Où sont les femmes ? (3/5) / La « french touch » : les femmes suggérées


Comme au XIXe siècle où l’espace public était saturé de femmes-symboles pendant que les hommes accaparaient le pouvoir, certaines affiches de cinéma diffusent une image irréelle des femmes, préférant les réduire à des évocations très partielles, réservant la représentation de personnages complets aux hommes. Après les femmes sans tête, les femmes suggérées…

Ah la France ! Pays de l’amour courtois, de la galanterie, de la séduction. Pays aussi de la gauloiserie et des mecs lourds comme les analyse Natacha Henry (Les Mecs lourds ou le paternalisme lubrique, Gender Company, 2012).
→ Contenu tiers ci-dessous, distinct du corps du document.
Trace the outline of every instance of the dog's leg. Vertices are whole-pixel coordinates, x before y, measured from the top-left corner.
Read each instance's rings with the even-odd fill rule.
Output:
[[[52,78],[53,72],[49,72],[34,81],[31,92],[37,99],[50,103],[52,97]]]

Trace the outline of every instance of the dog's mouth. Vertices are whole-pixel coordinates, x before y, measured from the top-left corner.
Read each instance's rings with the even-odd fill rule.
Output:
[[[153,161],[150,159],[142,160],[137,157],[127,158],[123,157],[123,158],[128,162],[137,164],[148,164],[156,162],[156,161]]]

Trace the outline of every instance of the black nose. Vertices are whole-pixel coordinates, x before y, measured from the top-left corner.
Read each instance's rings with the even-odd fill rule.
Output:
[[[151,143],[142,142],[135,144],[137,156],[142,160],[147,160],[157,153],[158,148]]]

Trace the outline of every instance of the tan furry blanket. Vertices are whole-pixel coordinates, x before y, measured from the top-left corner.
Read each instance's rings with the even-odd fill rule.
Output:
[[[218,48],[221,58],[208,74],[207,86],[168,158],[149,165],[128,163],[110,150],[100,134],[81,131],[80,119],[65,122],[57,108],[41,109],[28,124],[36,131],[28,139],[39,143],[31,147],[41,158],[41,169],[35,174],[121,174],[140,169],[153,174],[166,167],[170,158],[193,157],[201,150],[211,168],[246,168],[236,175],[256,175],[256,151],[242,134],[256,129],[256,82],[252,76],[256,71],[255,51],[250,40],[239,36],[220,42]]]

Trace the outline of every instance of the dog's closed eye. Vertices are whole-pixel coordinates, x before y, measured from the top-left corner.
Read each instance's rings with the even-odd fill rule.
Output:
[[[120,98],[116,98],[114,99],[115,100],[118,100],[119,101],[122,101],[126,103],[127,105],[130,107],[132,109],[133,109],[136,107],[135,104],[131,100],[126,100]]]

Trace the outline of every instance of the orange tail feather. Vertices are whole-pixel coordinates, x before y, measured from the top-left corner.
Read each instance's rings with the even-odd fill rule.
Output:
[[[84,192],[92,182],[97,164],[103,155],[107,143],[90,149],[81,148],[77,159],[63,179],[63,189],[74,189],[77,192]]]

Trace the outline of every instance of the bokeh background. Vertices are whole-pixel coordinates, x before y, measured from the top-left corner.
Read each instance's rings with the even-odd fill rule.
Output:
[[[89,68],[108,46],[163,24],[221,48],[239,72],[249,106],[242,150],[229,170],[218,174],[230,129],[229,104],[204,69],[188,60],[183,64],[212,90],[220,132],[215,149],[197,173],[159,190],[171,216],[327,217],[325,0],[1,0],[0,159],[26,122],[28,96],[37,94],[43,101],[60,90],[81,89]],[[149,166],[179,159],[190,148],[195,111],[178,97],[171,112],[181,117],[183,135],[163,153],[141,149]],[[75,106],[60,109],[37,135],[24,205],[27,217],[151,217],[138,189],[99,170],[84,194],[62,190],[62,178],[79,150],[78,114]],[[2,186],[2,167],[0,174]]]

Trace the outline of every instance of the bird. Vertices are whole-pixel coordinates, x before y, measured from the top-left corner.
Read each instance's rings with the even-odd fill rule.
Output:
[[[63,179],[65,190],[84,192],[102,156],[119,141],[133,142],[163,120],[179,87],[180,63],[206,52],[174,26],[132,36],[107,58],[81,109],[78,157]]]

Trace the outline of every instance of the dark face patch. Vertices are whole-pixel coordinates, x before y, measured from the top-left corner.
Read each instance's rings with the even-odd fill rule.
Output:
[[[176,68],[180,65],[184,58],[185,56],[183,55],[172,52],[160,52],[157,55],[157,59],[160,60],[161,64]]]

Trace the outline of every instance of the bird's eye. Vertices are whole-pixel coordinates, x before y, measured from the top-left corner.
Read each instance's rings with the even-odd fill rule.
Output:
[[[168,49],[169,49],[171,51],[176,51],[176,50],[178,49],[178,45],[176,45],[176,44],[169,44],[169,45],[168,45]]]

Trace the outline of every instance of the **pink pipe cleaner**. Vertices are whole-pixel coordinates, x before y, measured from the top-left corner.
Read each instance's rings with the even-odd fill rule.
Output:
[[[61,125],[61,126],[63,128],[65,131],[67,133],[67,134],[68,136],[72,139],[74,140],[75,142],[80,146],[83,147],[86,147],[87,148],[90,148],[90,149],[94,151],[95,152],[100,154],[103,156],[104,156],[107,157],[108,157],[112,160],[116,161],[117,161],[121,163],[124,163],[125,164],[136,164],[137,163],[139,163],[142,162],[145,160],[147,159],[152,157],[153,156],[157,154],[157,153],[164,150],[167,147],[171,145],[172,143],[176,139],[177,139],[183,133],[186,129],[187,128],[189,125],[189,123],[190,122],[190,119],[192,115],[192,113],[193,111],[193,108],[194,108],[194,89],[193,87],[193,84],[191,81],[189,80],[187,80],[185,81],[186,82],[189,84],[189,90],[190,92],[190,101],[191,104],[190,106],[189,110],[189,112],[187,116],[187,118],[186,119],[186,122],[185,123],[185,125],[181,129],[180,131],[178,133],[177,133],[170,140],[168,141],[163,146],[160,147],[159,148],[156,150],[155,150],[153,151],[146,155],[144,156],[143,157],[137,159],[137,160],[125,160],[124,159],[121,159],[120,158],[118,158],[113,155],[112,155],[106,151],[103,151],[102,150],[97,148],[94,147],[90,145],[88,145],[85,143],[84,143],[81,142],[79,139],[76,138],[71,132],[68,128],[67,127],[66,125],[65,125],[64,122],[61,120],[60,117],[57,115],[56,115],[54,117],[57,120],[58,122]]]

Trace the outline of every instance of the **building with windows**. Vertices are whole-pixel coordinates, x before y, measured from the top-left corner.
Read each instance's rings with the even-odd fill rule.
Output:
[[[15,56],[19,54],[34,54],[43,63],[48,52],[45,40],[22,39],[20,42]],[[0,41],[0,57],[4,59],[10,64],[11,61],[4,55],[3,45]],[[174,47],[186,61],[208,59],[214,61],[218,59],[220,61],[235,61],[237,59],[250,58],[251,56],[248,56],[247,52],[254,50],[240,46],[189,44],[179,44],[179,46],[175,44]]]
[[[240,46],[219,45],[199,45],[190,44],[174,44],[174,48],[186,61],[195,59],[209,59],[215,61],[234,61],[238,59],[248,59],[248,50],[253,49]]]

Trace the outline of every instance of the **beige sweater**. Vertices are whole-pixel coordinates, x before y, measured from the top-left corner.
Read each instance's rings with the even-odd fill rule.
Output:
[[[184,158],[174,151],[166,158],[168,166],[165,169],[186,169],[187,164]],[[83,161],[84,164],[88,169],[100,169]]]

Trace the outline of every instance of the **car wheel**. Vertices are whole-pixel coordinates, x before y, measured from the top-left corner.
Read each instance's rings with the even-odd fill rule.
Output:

La France est surtout un pays où les hommes aiment les femmes… qui aiment les hommes. D’ailleurs, les hommes les aiment tellement qu’ils les rendent invisibles. L’Académie française veille archaïquement à ne jamais employer le féminin d’une fonction au prétexte qu’il ne faut pas confondre l’ambassadrice avec la femme de l’ambassadeur ! Et les hommes, qui, pourtant, ne pensent qu’à ça, pavanent entre eux sur le devant de la scène, préférant, sans doute, garder les femmes dans le secret de leur alcôve. C’est d’ailleurs en un temps où les femmes n’étaient pas les égales des hommes, où elles n’avaient pas accès à la citoyenneté, que l’influence des femmes se mesurait au « pouvoir de l’alcôve »… en coulisses donc !

FemmesSuggerees

Les affiches de trois films différents comme Vincent, François, Paul et les autres de Claude Sautet (1974), Le Cœur des hommes de Marc Esposito (2003) et Nos femmes de Richard Berry (2014) relèvent de cette logique de suggestion. Suggérées partout, présentes nulle part. C’est ainsi que les femmes sont simplement dans « et les autres… » du titre du film de Claude Sautet, voire dans les trois points de suspension. Ce sont encore elles qui se partagent « Le Cœur des hommes » dans le film de Marc Esposito. Enfin, elles sont plus directement nommées dans le titre du film de Richard Berry, précédées même d’un pronom possessif parce qu’il faut bien rappeler le lien qui les unit aux gugusses de l’affiche.

Pourtant, aucune femme ne figure sur ces affiches de camaraderie plus ou moins rigolarde.  Des affiches de mecs, des gueules de mecs… pour des discours de mecs ? Même Ludmila Mikael qui est la seule comédienne à jouer dans deux de ces films, n’apparait ni sur l’affiche de Vincent, François, Paul et les autres, ni sur celle du Cœur des hommes.